You will be assimilated
Whatever the numbers, the consensus AI is coming for your job has created an uncomfortable reality: Many workers assume technological displacement is inevitable, but those same workers assume the displacement will happen to people in other jobs.
Public dread about AI had led many managers to become “wary” of introducing AI because of widespread concerns about job losses, Gartner noted, but restraint would become increasingly difficult as cost-savings calculations tipped in favour of automation’s “significant” benefits.
Companies could save an average $7m ($US5m) per 1000 employees or 100 managers, Gartner predicted, as activities such as administrative tasks, project management, team management, and development of direct reports are replaced by technologies like expense management, automated project status dashboards, algorithmic management platforms, and real-time chatbot interventions, respectively.
“The role of manager will see a complete overhaul in the next four years,” Gartner research Vice President Helen Poitevin said.
“Currently, managers often need to spend time filling in forms, updating information and approving workflows. By using AI to automate these tasks, they can spend less time managing transactions and can invest more time on learning, performance management and goal setting.”
Companies would need to embrace a number of ‘necessary’ technology advances including increased use of automated decision management, embedded analytics, AI-driven internal talent marketplaces, and transformation of application logic in manager-centric human capital management systems.
Machine learning would replace anomaly detection in work schedules, time and attendance, expenses, and “other processes where managers have been given oversight tasks”.
Look on the bright side
Managers will likely face the axe as automation makes many of their functions redundant, but those that remain will also need to drive change in organisational learning for another quite specific reason.
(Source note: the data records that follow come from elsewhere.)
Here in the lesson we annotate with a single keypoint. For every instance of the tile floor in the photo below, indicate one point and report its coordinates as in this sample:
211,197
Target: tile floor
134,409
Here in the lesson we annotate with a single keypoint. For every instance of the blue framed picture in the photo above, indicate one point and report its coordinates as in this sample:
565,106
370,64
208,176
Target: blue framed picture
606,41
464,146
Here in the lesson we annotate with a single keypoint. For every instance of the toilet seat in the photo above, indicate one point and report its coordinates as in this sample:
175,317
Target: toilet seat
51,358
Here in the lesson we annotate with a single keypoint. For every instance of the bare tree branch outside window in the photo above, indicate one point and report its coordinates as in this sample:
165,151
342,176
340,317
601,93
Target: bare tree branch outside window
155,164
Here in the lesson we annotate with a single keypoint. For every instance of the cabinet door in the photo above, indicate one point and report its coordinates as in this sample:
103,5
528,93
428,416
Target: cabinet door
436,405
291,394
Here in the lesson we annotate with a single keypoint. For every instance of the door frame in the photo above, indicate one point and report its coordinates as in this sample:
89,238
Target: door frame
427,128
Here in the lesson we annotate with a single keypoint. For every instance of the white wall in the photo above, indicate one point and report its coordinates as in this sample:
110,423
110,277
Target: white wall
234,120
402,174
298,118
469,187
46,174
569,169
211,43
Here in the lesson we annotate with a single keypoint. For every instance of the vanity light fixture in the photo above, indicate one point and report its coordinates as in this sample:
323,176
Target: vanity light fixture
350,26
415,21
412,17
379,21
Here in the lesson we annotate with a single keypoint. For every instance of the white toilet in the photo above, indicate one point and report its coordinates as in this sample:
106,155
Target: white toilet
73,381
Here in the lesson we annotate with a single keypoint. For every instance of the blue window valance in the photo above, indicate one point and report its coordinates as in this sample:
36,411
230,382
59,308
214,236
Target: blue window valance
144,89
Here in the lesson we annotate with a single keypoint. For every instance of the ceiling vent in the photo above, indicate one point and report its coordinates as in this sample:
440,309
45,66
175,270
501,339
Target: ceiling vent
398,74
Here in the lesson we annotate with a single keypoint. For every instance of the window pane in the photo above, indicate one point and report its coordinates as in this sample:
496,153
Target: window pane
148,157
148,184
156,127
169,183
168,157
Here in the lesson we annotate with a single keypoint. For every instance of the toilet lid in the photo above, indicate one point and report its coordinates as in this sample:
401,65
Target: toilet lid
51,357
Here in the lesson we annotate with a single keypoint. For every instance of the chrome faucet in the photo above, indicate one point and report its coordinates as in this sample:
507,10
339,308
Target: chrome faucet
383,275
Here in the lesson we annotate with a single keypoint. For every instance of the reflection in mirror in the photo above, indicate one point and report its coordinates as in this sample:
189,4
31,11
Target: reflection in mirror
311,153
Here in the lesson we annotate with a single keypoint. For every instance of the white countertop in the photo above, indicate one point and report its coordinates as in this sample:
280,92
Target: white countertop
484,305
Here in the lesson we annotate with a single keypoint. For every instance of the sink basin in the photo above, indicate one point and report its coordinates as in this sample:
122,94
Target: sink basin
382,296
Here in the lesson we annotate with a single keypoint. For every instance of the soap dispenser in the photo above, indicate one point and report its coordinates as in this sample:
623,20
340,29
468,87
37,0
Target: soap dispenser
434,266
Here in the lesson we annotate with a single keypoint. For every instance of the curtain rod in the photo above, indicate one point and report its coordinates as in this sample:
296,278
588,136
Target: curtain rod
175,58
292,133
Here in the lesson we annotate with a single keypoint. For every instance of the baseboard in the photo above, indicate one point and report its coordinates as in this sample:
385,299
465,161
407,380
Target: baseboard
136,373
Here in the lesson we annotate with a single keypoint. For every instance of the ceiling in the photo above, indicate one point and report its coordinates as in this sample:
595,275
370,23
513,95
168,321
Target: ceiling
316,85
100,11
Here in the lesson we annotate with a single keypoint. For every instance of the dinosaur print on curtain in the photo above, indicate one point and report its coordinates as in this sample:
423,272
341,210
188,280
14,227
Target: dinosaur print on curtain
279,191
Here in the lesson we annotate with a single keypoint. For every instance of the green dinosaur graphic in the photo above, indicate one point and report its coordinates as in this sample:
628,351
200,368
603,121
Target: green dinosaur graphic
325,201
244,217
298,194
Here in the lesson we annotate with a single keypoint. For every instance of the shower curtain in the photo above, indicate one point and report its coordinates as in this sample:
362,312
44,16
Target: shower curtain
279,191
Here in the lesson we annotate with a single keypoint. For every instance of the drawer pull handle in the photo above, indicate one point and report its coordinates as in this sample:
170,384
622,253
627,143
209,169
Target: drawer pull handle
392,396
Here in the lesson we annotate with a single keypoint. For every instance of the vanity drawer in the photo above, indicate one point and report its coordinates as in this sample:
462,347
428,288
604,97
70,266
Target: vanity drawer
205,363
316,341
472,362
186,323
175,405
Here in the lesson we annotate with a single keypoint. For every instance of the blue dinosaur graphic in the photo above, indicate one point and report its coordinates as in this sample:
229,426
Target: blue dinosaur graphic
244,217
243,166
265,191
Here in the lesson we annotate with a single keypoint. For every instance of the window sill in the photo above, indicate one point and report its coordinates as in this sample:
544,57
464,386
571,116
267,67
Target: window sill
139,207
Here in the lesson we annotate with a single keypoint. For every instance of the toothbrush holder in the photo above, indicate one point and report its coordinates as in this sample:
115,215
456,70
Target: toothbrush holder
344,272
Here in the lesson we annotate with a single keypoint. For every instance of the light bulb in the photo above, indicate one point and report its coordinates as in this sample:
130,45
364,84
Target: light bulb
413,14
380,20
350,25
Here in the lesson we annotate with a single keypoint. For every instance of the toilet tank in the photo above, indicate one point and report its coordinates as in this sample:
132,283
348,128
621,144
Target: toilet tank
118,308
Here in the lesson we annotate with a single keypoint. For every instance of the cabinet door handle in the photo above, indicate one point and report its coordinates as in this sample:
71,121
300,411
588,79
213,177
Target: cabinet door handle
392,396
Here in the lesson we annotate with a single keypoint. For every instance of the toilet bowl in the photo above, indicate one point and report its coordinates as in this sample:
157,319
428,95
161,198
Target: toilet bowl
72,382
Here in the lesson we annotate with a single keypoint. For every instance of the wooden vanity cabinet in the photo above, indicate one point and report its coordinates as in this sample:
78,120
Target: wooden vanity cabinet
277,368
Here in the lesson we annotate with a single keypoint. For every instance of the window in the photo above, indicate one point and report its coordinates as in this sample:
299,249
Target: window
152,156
As increasing automation kills off many jobs and reduces the number of task-based activities that managers perform, Gartner warned, on-the-job learning opportunities would be cut by two-thirds.
This would mean that workers would no longer be able to learn by watching and doing, forcing companies to overhaul long-established mentorship and training structures based around the idea of on-the-job training.
By 2025, automation would have driven so much organisational change that 47 percent of learning and staff development budgets would simply be wasted, Gartner predicts – with learned skills relevant for increasingly short periods and digital dexterity a crucial measure of organisational adaptability.
Yet skills are not perfectly transferrable and companies must think big when it comes to retraining: If workers can’t reskill to crabwalk into AI-protected jobs, they may end up unemployed despite organisational efforts.
Revolutionising the workforce
Despite the potential disruption it will cause, Gartner believes AI will also revolutionise the workforce by empowering disenfranchised workers such as people with disabilities – where a 69 percent US unemployment rate continues to constrain the pool of potential skilled workers.
AI will reduce barriers to access for this workforce, the analysis concluded, predicting that AI would help triple the number of people with disabilities employed by 2023.
This would have flow-on effects for the companies, with organisations actively employing people with disabilities said to have 89 percent higher retention rates, 72 percent higher employee productivity and 29 percent higher profitability – generating goodwill that “should provide some reputational protection” for companies suffering “adverse actions, such as layoffs”.
Whether that goodwill can save the modern workforce remains to be seen – but AI’s push into the knowledge economy will nonetheless continue unchecked.